The Supreme Court on Friday refused to entertain a plea by Congress leader Jagdish Tytler seeking a stay on proceedings against him in a trial court.
The apex court said the proceedings against Tytler in the trial court would continue.
Sensing the mood of the bench, senior advocate Mukul Rohatgi agreed to withdraw the petition which was allowed by the court.
Earlier this month, the Delhi High Court issued notice to the Central Bureau of Investigation on an appeal by Tytler against a trial court order reopening a case against him related to the 1984 anti-Sikh riots.
Justice SP Garg, seeking response from the agency, also issued notice to the complainant, Lakhwinder Kaur, and asked her to reply within four weeks. The matter was posted for 18 September.
Justice Garg also declined to stay the investigation ordered by the trial court against Tytler, saying: "Only investigation was ordered and this court will not stop the investigation."
On 10 April, a trial court ordered that the case be reopened against Tytler and it also set aside the CBI closure report, which gave the Delhi Congress leader a clean chit on the ground that there was "no evidence" against him.
Tytler, his appeal, said: "The trial court order is contrary to the Criminal Procedure Code. The method and mode of investigation by a probe agency is the absolute prerogative of the agency. It is not for the court to direct the agency about which witness should be examined by it."

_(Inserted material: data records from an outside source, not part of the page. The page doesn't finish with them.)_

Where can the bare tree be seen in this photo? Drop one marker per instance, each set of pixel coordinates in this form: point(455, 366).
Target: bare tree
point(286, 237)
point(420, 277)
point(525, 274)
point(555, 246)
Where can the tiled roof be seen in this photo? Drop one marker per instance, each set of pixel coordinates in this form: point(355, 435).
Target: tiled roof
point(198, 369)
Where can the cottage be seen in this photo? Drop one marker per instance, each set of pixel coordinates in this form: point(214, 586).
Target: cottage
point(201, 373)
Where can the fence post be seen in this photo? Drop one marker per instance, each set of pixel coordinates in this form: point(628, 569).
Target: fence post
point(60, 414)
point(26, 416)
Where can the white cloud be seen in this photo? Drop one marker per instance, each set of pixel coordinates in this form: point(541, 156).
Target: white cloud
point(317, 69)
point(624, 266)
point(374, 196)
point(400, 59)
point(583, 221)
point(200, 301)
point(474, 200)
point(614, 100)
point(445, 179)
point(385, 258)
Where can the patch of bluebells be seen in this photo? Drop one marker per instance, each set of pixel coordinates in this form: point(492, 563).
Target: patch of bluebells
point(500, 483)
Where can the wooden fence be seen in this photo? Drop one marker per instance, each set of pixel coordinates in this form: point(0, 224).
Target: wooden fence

Seeking that the trial court order be quashed in the 29-year-old case, the plea said: "The settled position of law is that a direction for investigation can be given only if an offence is prima facie found to have been committed or a person's involvement is prime facie established. But direction to investigate whether any person has committed an offence or not cannot be legally given."
The trial court's order came on a plea filed by riot victim Lakhwinder Kaur, who sought a further probe into the killing of three people near Gurdwara Pul Bangash in old Delhi.
Tytler is accused of instigating a mob that led to the murder of three men who had taken shelter at the gurdwara on 1 November, 1984.
The mob attack was part of violence against Sikhs after the assassination of then prime minister Indira Gandhi on 31 October that year.
The trial court had also directed the CBI to examine witnesses and people who claimed to have information about the riots.
The court, setting aside the magisterial court order that accepted the CBI's closure report, had said: "The order of the trial court accepting the closure report is set aside. The CBI is directed to conduct further investigation in the light of aforesaid facts and to record the statements of witnesses, who, it had come to know during the investigation itself, are claiming/shown/named to be witnesses of the incident."
The probe agency had sought the dismissal of the victim's plea, saying it had established that Tytler was not present at Gurudwara Pul Bangash on 1 November, 1984.
However, senior advocate HS Phoolka, appearing for Lakhwinder Kaur, had said that there was material which the CBI had ignored.
Three men - Badal Singh, Thakur Singh and Gurcharan Singh - were killed near Gurudwara Pul Bangash, allegedly on Tytler's instigation.
Tytler's role in the killing of three men was re-investigated by the CBI after a court in December 2007 refused to accept the closure report.
The CBI claimed that Tytler was at Teen Murti House, the residence of India's first prime minister, Jawaharlal Nehru, where Indira Gandhi's body was kept, at the time of the Pul Bangash incident.
It added that the agency had already re-investigated the case on the order of a trial court, but there was insufficient evidence against Tytler.
Tytler was given a clean chit by the CBI on 2 April, 2009.